In 1912, the two-story rectory and school was designed and built by Van Leyen & Schilling. In 1918, Peter Dederichs was awarded a contract to build an "edifice of Romanesque style for religious use". Just four years after the church was completed, it was expanded to meet the needs of the growing congregation.

The church is presently an African-American congregation staffed in part by the Josephites. The rectory serves its original function, and the school has been redeveloped as condos.

==Architecture ==
The St.
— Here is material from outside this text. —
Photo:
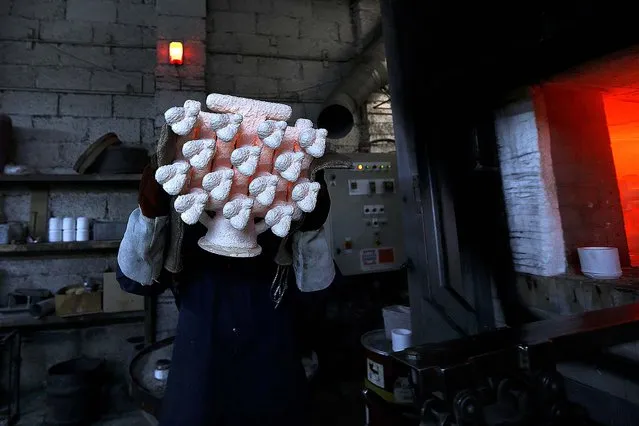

Charles Borromeo parish complex consisted of four buildings, three of which are historically significant: the church itself, the rectory, and the school.

The church is built with red-brown tapestry brick on a white Bedford stone foundation, with trim of the same stone. The church is built in a Latin Cross plan, 92 feet across and 180 feet in depth. The design is Romanesque with Arts and Crafts elements. The front facade is flanked by asymmetric towers with red tiled hip-roofs. The entranceway is within a two-story arched structure with columns on each side, above which is a large rose window. Rosettes are in the spandrels above the entrance arches, and green tile fills the spandrels and pediments of the front and side facades. The decorative brick pilasters around the central arch are derived from Prairie School or Arts and Crafts models.

The main altar is Baroque in style. The organ was built in two sections to clear the rose window above the main entrance.

The school and rectory were designed in the Prairie style with some Byzantine elements.